Eglantine21 Sat 26-Oct-19 17:33:16

If he’s 3 I expect it’s a kids party with a load of little friends, not a family party with grans and grandads.

Some people do two parties, a children’s one and a family one but I think that’s over the top personally. Probably the next party you get invited to will be his eighteenth - and maybe not then!?????????

He’s moving on, I’m afraid.

Perhaps they’re avoiding talking to you because they know it’ll be a tricky conversation.

G00denough Sat 26-Oct-19 17:47:14

I am really grateful for these responses as I needed my thinking to be challenged. Still feel sad and trapped but will stand back, breathe deeply and enjoy the party we will have with children.

Gonegirl Sat 26-Oct-19 17:51:32

I went to one of my GS's birthday parties once, in a church hall.

It was horrific.

Gonegirl Sat 26-Oct-19 17:52:25

I had to wear a cowboy hat. A pink sparkly one. Was awful.

Sara65 Sat 26-Oct-19 17:56:58

Oh Gonegirl
How did you bear it?

I have to agree, be careful what you wish for, they always end in tears anyway.

Eglantine21 Sat 26-Oct-19 17:59:16

Now I’m muddled. You’re going to see him on his birthday? With cake? That’s a party ?

TerriBull Sat 26-Oct-19 18:04:29

Having done full on parties for our own children, so glad that's all behind us know. We generally see our gc around their birthdays, not always on the actual day, I always make a cake and we have a celebration, albeit belated. Quite happy not to go to the bunfight with classmates etc., let the parents get on with it, quite honestly these occasions are often bloody awful.

TerriBull Sat 26-Oct-19 18:05:04

know now

Gonegirl Sat 26-Oct-19 18:06:34

Eglantine I think the OP is having a little party to themselves on the day they get to look after him

With cake, I trust.

Eglantine21 Sat 26-Oct-19 18:14:58

Oh I see.

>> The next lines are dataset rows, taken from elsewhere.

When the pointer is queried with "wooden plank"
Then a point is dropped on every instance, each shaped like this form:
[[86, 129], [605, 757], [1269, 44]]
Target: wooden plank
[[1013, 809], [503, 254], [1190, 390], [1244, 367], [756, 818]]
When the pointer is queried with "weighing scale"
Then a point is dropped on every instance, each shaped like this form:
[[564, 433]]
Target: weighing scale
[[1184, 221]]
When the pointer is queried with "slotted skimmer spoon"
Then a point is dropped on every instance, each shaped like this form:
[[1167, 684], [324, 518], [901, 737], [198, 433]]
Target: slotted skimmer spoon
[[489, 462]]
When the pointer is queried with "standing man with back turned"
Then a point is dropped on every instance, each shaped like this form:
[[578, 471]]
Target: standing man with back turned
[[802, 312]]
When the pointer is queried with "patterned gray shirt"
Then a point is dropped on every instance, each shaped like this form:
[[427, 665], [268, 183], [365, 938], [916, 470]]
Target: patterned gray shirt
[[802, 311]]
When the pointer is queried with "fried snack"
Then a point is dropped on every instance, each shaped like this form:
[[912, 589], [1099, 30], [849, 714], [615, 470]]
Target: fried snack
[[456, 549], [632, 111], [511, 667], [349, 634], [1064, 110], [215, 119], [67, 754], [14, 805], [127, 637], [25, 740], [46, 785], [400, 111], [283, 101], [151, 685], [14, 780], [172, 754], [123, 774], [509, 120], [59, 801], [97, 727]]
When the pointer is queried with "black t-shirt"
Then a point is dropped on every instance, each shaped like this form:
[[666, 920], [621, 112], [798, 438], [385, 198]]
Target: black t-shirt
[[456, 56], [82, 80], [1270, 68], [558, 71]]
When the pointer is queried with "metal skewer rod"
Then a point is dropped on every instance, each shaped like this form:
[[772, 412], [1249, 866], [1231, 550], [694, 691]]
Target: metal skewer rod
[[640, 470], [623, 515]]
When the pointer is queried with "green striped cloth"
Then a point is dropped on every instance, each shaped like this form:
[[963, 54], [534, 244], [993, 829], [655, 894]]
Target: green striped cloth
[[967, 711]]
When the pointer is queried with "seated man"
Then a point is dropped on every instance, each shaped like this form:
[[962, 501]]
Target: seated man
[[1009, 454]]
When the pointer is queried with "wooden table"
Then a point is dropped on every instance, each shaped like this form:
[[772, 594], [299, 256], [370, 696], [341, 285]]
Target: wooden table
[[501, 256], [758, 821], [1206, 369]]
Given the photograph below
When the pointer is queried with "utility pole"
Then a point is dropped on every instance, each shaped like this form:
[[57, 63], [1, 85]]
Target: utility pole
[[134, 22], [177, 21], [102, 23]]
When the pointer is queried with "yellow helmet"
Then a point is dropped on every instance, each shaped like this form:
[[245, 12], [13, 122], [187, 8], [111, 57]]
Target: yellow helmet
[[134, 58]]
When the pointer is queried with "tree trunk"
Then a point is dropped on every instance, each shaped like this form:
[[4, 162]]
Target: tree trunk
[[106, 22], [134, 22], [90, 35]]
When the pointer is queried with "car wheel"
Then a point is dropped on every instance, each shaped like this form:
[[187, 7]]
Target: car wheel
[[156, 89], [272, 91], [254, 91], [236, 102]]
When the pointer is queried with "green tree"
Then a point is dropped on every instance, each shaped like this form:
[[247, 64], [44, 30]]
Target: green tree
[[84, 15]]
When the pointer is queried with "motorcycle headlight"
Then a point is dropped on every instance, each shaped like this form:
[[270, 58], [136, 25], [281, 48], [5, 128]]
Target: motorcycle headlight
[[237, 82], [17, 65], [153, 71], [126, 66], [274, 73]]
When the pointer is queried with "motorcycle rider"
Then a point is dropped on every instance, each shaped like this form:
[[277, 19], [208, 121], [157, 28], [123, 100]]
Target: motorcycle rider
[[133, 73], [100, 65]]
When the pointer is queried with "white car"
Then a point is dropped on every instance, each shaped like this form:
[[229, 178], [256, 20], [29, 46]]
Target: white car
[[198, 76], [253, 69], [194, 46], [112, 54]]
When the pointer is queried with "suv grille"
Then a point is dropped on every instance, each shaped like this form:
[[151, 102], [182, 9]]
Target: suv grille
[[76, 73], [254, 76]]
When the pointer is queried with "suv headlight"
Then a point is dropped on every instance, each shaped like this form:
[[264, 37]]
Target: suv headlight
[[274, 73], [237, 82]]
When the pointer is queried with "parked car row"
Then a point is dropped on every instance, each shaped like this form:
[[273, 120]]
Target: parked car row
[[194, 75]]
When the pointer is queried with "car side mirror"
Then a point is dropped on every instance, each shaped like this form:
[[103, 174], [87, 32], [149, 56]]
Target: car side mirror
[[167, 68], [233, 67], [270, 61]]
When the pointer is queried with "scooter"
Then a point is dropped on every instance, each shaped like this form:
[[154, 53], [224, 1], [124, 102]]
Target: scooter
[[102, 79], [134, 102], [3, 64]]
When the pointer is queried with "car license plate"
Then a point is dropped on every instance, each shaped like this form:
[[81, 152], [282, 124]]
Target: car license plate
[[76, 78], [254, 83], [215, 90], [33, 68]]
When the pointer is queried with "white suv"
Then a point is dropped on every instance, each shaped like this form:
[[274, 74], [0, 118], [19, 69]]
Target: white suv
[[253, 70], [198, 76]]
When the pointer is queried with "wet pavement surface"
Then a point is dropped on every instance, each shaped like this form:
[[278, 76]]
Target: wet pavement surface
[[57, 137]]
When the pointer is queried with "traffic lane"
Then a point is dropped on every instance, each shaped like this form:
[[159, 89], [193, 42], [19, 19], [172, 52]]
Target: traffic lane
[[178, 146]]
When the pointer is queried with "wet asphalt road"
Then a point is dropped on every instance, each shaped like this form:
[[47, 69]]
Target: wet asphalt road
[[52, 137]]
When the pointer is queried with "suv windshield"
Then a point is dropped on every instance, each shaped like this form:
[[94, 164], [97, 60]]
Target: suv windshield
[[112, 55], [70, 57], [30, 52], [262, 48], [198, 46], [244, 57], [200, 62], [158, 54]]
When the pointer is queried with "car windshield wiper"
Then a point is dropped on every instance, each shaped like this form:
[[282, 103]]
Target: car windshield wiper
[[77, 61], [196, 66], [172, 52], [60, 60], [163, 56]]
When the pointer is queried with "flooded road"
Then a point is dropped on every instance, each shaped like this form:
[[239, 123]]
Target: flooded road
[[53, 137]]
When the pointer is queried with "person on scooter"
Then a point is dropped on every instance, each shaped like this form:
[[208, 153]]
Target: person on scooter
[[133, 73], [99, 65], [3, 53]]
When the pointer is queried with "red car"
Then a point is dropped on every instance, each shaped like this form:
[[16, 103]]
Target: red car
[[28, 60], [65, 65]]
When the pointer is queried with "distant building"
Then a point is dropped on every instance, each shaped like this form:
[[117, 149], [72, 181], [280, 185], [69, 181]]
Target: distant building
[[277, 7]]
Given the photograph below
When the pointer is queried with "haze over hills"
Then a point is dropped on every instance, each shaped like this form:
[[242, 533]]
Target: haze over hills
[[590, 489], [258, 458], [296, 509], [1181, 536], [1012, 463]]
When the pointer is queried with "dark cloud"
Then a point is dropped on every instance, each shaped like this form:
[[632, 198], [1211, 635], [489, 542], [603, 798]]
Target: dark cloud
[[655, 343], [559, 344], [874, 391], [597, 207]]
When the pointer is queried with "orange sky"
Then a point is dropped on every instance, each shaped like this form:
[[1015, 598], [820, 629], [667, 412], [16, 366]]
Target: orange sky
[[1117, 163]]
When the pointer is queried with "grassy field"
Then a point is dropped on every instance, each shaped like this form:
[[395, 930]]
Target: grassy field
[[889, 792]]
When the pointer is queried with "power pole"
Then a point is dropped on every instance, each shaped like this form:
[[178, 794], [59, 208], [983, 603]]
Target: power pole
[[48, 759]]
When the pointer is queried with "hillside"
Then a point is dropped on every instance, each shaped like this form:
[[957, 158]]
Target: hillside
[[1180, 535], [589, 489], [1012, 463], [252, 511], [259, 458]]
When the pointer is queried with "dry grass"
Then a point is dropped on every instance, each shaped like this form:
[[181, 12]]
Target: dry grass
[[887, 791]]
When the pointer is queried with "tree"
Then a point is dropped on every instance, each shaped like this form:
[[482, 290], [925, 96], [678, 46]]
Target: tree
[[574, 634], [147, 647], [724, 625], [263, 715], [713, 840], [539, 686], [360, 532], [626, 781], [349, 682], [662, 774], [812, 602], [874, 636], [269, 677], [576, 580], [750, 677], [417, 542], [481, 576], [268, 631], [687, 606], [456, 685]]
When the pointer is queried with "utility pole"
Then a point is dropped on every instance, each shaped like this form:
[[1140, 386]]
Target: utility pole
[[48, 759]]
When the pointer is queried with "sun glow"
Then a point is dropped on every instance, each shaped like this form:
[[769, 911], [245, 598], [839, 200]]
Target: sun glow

Thanks.?

That would probably be enough for me.......

G00denough Sat 26-Oct-19 18:15:16

That's right Gonegirl, baking tomorrow! And this can be the start of a our tradition with them.

Eglantine21 Sat 26-Oct-19 18:15:36

I wouldn’t mind the pink sparkly hat though....

Gonegirl Sat 26-Oct-19 18:27:47

grin

Went to Oxfam at earliest opportunity. (although it was quite pretty)

Gonegirl Sat 26-Oct-19 18:29:46

Don't forget the cheesy wotsits, the crisps, the party rings. And a nice Co-op trifle.

Oops, was thinking it was my party. #wishitwas

Gonegirl Sat 26-Oct-19 18:31:04

Enjoy it G00denough. Especially the cupcake

Sara65 Sat 26-Oct-19 18:35:13

It will most likely be a lot nicer than the big stressful day, when everyone absolutely has to be having the best time, I’m not disappointed to be excluded from the party day, just a bit sad when they ask why we aren’t going.

Gonegirl Sat 26-Oct-19 18:45:13

Aww. That is sad.

BlueBelle Sat 26-Oct-19 19:33:00

Has goodenough morphed into Sara65 ???